# Orchestrating and Remastering the Music



## SonicHyuga (Jan 16, 2012)

Yes, I'm posting this here too if you seen this stuff before. 

I've made a set up on Soundcloud of everything I have done so far: http://soundcloud.com/sonichyuga/sets/animal-crossing-orchestrated/

I'll take requests as well, but please note I may not be able to do all of the songs.


----------



## JasonBurrows (Jan 16, 2012)

Very nice SonicHyuga!


----------



## Kip (Jan 16, 2012)

I Love these songs! i have them downloaded on my SD card and i listen to em on muh radio!


----------



## jebug29 (Jan 16, 2012)

This is so awesome! Are you able to do the original Gamecube theme? And K.K. Country? :3


----------



## SonicHyuga (Jan 17, 2012)

I already did the title screen.  http://soundcloud.com/sonichyuga/animal-crossing-gamecube-title

I wasn't going to do much K.K. Music, but I'll do that one.


----------



## SonicHyuga (Jan 17, 2012)

And here is K.K. Country 'Orchestrated': http://soundcloud.com/sonichyuga/animal-crossing-k-k-country

Took a bit longer than I expected, but it's done.


----------



## Zeiro (Jan 17, 2012)

These are wonderful!! Great job!
The Able Sisters one makes me think of what if would sound like if their store upgraded to something like Nookington's.


----------



## jebug29 (Jan 17, 2012)

SonicHyuga said:


> And here is K.K. Country 'Orchestrated': http://soundcloud.com/sonichyuga/animal-crossing-k-k-country
> 
> Took a bit longer than I expected, but it's done.



Awesome! I love it! ^^


----------



## Kip (Jan 17, 2012)

Woah!, Can you do K.K. Aria if its not too much trouble?


----------



## SonicHyuga (Jan 18, 2012)

I can, but It'll take a bit longer, as I'll have to rip the midi from the game and edit it like crazy for that one.
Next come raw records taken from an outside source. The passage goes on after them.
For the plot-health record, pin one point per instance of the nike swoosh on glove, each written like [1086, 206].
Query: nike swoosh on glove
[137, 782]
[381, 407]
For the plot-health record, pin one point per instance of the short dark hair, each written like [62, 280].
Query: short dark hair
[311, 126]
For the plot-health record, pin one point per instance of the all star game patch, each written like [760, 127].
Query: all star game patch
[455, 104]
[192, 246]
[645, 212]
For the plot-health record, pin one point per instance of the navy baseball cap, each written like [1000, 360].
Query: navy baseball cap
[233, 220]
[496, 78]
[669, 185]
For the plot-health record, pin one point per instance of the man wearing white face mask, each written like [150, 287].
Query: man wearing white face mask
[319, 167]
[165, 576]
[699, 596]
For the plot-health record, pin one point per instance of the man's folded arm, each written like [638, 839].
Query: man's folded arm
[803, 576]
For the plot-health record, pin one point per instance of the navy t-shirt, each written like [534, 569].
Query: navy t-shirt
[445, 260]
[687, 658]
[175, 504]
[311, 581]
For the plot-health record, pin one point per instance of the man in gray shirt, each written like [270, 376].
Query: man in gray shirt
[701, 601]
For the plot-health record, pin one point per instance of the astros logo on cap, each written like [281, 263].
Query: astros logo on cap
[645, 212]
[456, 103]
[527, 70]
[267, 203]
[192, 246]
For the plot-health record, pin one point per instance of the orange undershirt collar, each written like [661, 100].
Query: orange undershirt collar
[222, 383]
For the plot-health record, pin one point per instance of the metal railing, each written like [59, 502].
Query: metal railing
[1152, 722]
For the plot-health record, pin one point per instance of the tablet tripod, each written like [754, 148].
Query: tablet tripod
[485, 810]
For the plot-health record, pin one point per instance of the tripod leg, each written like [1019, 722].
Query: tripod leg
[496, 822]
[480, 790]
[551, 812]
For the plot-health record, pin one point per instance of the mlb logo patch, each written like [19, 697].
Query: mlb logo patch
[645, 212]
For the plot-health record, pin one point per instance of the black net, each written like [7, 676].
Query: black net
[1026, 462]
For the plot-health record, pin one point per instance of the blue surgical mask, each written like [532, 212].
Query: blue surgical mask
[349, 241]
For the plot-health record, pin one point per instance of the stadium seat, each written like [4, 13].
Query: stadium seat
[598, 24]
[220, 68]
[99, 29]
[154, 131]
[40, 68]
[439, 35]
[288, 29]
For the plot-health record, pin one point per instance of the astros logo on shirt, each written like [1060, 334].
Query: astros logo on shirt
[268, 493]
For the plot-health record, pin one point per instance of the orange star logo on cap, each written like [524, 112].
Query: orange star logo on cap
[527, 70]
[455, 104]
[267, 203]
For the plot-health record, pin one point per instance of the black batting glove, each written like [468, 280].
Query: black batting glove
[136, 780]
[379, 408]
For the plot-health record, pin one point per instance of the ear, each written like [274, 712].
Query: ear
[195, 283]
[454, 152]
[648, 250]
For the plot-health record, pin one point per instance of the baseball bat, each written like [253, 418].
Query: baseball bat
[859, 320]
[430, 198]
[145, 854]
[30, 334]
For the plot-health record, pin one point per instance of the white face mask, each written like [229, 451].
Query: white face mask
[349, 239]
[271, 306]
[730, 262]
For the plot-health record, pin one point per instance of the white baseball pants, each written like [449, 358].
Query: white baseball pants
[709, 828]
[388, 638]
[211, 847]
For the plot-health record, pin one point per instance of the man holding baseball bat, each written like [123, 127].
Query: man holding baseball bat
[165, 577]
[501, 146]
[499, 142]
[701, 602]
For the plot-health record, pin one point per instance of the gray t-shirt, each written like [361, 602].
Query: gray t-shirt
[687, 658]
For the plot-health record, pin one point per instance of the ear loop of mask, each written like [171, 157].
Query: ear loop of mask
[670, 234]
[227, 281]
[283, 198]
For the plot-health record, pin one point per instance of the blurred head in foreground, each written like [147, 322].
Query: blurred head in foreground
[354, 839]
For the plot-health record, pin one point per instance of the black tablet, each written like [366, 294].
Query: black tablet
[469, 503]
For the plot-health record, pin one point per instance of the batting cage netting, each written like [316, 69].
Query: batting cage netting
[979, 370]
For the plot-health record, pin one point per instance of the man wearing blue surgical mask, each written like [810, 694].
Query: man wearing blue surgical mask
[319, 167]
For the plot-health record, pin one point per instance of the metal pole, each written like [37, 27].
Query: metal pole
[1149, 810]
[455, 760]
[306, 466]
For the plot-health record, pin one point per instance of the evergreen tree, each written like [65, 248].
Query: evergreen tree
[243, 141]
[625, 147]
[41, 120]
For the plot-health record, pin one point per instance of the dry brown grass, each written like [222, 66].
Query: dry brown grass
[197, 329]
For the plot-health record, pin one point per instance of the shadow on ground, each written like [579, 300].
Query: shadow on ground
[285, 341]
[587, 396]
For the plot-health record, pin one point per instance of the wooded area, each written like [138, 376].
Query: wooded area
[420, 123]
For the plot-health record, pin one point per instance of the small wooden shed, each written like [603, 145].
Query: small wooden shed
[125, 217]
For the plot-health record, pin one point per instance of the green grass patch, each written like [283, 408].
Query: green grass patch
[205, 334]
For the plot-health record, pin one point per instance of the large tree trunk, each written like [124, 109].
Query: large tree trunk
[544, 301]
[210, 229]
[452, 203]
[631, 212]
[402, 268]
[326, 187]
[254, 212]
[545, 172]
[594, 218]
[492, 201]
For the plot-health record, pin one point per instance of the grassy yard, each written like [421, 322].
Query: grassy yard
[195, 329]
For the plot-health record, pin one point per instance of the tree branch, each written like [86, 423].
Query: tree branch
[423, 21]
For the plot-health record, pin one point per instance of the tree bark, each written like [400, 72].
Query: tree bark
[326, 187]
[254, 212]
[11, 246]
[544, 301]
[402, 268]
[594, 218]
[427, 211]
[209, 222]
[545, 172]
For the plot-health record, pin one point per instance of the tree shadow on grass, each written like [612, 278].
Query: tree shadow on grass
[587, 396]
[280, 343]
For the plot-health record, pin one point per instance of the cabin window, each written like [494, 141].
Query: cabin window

Next up is the "Happy Birthday" music that plays briefly: http://soundcloud.com/sonichyuga/animal-crossing-wild-world-5


----------



## Kip (Jan 18, 2012)

I LOVE THAT SONG! Yes!


----------



## Jake (Jan 18, 2012)

very nice


----------



## Kip (Jan 23, 2012)

would you mind if i used some of your orchestrated music for my animal crossing fangame?


----------



## SonicHyuga (Jan 24, 2012)

Not at all, feel free to do so!

Just be sure to show me if you decided to show it.


----------



## Kip (Jan 24, 2012)

Most definitely! I'm almost finished with the first mini game so I'll make a demo of it ^v^


----------



## SonicHyuga (Apr 14, 2012)

Sorry I have been posting stuff here. Been busy lately. :U

My first Animal Crossing related song done in FL Studio this time: http://soundcloud.com/sonichyuga/animal-crossing-only-me


----------



## Kip (Apr 20, 2012)

I'll be listening to this for a very long time.


----------



## JabuJabule (Apr 21, 2012)

Oh! You were the guy from Youtube that directed me to your music from the ACCFSuperstar video! I love your new stuff!


----------



## SonicHyuga (Apr 27, 2012)

I'm glad you like them so far! 

Just finished with the Roost: http://soundcloud.com/sonichyuga/animal-crossing-the-roost

I plan on redoing this one later. Just need to find a way I want to approach it.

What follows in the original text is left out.